In the gold rushes of the 19th century, a popular adage emerged: “When everyone is digging for gold, it’s good to be in the shovel business.” Just as miners needed picks and shovels, today’s AI-driven enterprises require certain foundational tools and infrastructure to power them. For an enterprise tech VC, there’s a compelling case to be made for investing in these essential tools of AI.
The Appeal of Infrastructure
- Use Case Agnostic: AI applications can deliver tremendous value in a variety of use cases and industries. Companies that create AI tools and infrastructure cater to a vast array of sectors. Whether it’s healthcare, finance, or e-commerce, these foundational tools have broad applicability.
- Consistent Demand: While AI applications may be subject to trends and market shifts, the tools that power them remain consistently in demand since they serve a range of applications.
- Recurring Revenue: Many AI infrastructure businesses are built on subscription or licensing models, offering more predictable, long-term revenue streams.
Infrastructure Categories That Run AI
As the industry matures, established incumbents such as Databricks, which is a SineWave portfolio company, have started to consolidate around capabilities that enable enterprises to efficiently and securely deploy AI. With their existing capabilities and the recent acquisition of Mosaic ML, they have made bets that allow them to capture a large part of the AI infrastructure value chain. However, several areas of opportunity exist for innovative startups.
- Compute Power: Training AI models, especially deep learning ones, requires tremendous computational power. Specialized hardware, such as GPUs and TPUs, have become the workhorses of AI, with companies like NVIDIA and Google leading the way. SineWave portfolio company, Rescale, has grown rapidly by helping customers deploy complex simulations on high-performance computing. While another portfolio company Paperspace was recently acquired by Digital Ocean because of its ability to abstract the complexity of cloud computing for machine learning applications.
- Data Storage and Management: The lifeblood of AI is data. Modern AI demands efficient data storage, retrieval, and management solutions. Major cloud service providers offer solutions tailored to high-volume, high-velocity data needs. However, there remain several opportunities in the domain of specialized data generation. Raw data is messy. Before it’s ready for AI, it often needs cleaning, labeling, and structuring. Platforms like DataRobot and Scale AI provide these essential data-prepping tools.
- Data Provenance Tools: The use of large amounts of data creates the need to have complete trust in the authenticity and security of data.
- Model Deployment and Monitoring: Once trained, AI models need to be deployed and monitored in real-time to ensure optimal performance and minimize model drift.
- Collaboration Tools: AI is a team sport.
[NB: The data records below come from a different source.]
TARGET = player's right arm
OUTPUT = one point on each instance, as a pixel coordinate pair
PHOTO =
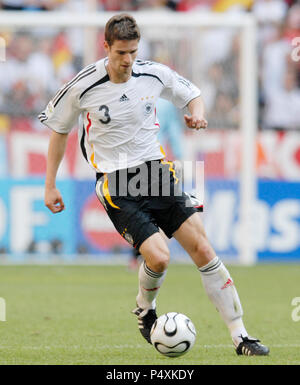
(60, 115)
(56, 150)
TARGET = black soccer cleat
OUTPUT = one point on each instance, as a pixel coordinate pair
(146, 319)
(251, 347)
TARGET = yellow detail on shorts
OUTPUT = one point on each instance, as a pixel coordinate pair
(106, 193)
(162, 151)
(171, 169)
(92, 159)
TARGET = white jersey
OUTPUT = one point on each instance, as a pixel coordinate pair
(118, 125)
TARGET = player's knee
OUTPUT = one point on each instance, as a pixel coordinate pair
(202, 247)
(159, 261)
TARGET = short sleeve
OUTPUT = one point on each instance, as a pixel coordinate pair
(178, 90)
(62, 112)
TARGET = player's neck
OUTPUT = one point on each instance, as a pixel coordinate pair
(117, 77)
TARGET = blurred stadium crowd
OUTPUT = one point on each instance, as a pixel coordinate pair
(39, 61)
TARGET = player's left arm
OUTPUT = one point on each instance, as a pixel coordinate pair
(196, 119)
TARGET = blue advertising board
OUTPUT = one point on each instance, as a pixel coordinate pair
(28, 227)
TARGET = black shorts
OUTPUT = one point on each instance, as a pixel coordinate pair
(142, 199)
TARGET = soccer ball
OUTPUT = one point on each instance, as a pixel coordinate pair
(173, 334)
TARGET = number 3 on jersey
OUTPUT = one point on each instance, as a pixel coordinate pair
(105, 111)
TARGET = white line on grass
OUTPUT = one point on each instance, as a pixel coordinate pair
(138, 346)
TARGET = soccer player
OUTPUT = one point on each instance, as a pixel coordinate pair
(114, 100)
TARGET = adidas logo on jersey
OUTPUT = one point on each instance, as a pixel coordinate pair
(124, 98)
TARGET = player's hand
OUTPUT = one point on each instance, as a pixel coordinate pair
(195, 122)
(53, 200)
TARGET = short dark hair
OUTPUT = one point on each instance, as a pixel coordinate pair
(121, 27)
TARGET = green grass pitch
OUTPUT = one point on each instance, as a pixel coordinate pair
(81, 315)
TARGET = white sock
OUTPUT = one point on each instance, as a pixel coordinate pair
(149, 284)
(221, 291)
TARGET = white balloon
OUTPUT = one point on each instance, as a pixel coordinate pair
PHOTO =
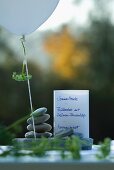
(25, 16)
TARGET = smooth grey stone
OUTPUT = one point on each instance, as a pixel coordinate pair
(39, 119)
(40, 128)
(64, 133)
(39, 112)
(38, 135)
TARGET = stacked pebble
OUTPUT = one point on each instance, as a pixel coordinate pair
(41, 128)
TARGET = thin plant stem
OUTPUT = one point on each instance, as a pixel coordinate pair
(28, 82)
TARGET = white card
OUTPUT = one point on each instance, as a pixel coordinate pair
(71, 110)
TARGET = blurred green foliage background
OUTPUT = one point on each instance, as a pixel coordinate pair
(76, 59)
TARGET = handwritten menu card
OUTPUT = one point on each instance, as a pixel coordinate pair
(71, 110)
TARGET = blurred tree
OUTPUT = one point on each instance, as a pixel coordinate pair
(68, 55)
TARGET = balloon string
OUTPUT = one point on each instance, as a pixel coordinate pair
(28, 82)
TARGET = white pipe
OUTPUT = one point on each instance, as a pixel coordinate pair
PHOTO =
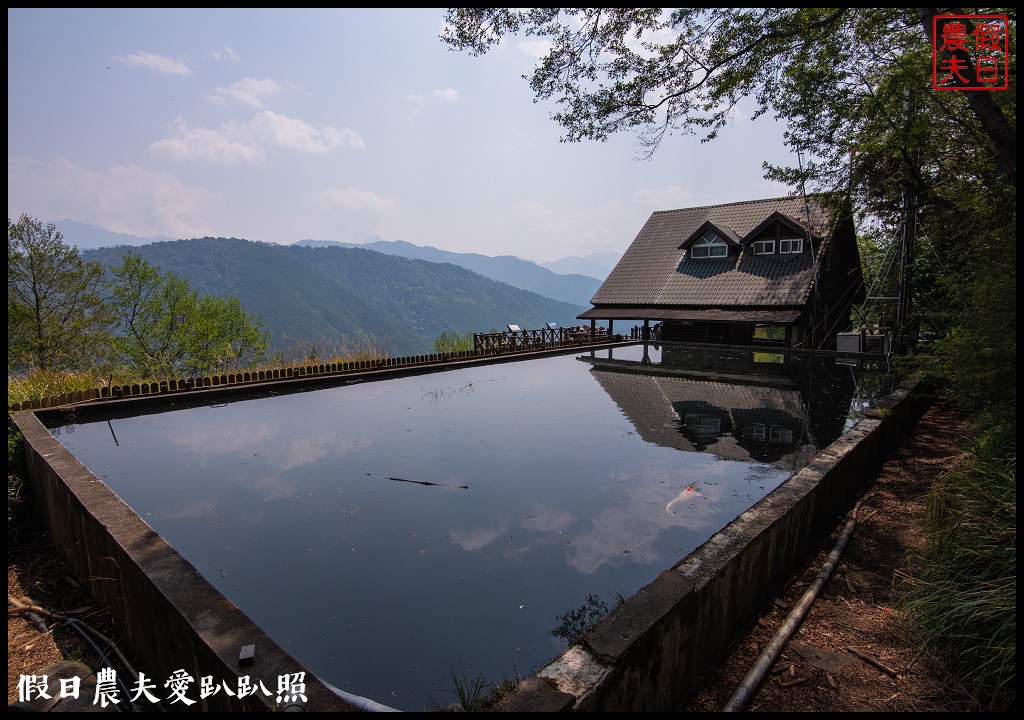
(364, 704)
(755, 678)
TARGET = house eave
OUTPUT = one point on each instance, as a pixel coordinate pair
(780, 316)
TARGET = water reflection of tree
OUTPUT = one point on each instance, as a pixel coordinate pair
(576, 623)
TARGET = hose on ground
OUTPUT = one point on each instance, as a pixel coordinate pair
(753, 681)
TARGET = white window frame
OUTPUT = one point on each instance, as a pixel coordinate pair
(791, 246)
(709, 246)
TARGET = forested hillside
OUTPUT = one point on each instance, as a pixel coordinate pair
(331, 296)
(572, 288)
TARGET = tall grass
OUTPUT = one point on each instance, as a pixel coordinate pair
(963, 598)
(37, 384)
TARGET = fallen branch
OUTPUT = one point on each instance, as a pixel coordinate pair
(870, 661)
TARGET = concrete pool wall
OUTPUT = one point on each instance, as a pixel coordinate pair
(641, 658)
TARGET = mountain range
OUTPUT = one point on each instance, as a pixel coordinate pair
(335, 299)
(574, 288)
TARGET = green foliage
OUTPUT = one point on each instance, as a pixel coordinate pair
(14, 474)
(55, 315)
(964, 600)
(453, 341)
(471, 693)
(167, 330)
(854, 88)
(578, 621)
(37, 384)
(346, 296)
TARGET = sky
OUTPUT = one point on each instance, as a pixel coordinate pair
(283, 125)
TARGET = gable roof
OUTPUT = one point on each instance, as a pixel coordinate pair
(650, 272)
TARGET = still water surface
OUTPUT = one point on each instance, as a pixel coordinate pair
(387, 534)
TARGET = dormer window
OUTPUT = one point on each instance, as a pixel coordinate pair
(710, 245)
(791, 246)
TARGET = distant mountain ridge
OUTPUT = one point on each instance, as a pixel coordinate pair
(333, 296)
(577, 289)
(558, 280)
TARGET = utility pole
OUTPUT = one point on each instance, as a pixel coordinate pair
(907, 239)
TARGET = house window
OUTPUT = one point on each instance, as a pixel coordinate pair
(772, 334)
(709, 246)
(705, 426)
(791, 246)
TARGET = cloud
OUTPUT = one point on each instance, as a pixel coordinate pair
(238, 143)
(124, 199)
(230, 144)
(296, 134)
(160, 64)
(248, 91)
(445, 95)
(226, 54)
(350, 199)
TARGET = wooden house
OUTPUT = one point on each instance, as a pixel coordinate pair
(778, 272)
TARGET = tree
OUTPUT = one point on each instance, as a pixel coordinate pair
(872, 136)
(165, 329)
(55, 315)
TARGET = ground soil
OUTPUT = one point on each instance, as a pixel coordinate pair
(851, 652)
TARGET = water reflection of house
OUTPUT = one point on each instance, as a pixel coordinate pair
(729, 407)
(776, 271)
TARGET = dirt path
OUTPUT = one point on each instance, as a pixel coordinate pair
(850, 652)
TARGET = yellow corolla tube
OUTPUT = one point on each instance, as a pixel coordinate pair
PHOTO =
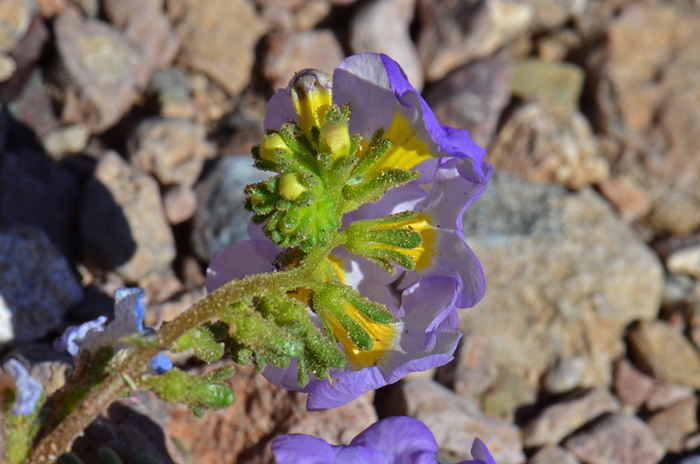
(384, 338)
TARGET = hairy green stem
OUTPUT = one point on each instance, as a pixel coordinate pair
(61, 438)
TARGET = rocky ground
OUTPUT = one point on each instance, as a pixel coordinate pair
(124, 136)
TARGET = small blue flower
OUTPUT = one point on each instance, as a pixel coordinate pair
(394, 440)
(128, 319)
(27, 388)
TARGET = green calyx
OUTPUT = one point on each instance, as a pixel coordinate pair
(353, 311)
(322, 175)
(208, 391)
(386, 240)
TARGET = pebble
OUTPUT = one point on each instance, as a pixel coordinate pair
(122, 223)
(207, 32)
(630, 200)
(456, 421)
(180, 202)
(548, 83)
(665, 394)
(383, 26)
(67, 140)
(685, 261)
(562, 418)
(34, 190)
(553, 455)
(145, 25)
(473, 97)
(37, 286)
(672, 425)
(8, 66)
(564, 375)
(588, 278)
(15, 16)
(221, 220)
(100, 64)
(631, 385)
(665, 353)
(446, 41)
(288, 53)
(473, 372)
(616, 439)
(545, 146)
(173, 150)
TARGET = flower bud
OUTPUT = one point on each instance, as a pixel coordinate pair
(271, 143)
(335, 139)
(290, 187)
(312, 97)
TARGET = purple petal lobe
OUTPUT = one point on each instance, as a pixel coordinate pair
(72, 335)
(28, 389)
(346, 387)
(303, 449)
(405, 440)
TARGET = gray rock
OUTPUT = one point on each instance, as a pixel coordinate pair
(565, 277)
(382, 26)
(208, 30)
(100, 64)
(473, 97)
(473, 370)
(560, 419)
(173, 150)
(671, 426)
(564, 375)
(37, 286)
(616, 439)
(122, 223)
(631, 385)
(553, 455)
(545, 146)
(15, 16)
(453, 33)
(180, 203)
(145, 25)
(665, 353)
(289, 53)
(456, 421)
(221, 220)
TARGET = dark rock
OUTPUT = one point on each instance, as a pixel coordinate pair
(122, 223)
(37, 286)
(221, 220)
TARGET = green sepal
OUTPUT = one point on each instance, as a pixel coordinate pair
(205, 342)
(18, 431)
(334, 298)
(93, 368)
(208, 391)
(374, 189)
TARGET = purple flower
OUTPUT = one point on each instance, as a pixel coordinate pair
(128, 320)
(28, 390)
(394, 440)
(425, 334)
(380, 97)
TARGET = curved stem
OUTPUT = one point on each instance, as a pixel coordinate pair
(64, 434)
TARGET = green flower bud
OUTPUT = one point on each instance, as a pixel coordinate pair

Tools that facilitate collaboration between data scientists, engineers, and domain experts are pivotal. Platforms like Hugging Face have stepped up to this challenge, offering communal spaces to share, tweak, and discuss models.
Navigating the Future of AI Investments
While the spotlight often shines brightest on the latest AI innovations and applications, it’s the underlying tools and infrastructure that make these innovations possible. From SineWave’s perspective, investing in these picks and shovels offers not just a stake in one company or application but a piece of the broader AI ecosystem. The AI gold rush is undoubtedly upon us, and sometimes, the most lucrative opportunities lie not in the gold itself but in the tools that unearth it.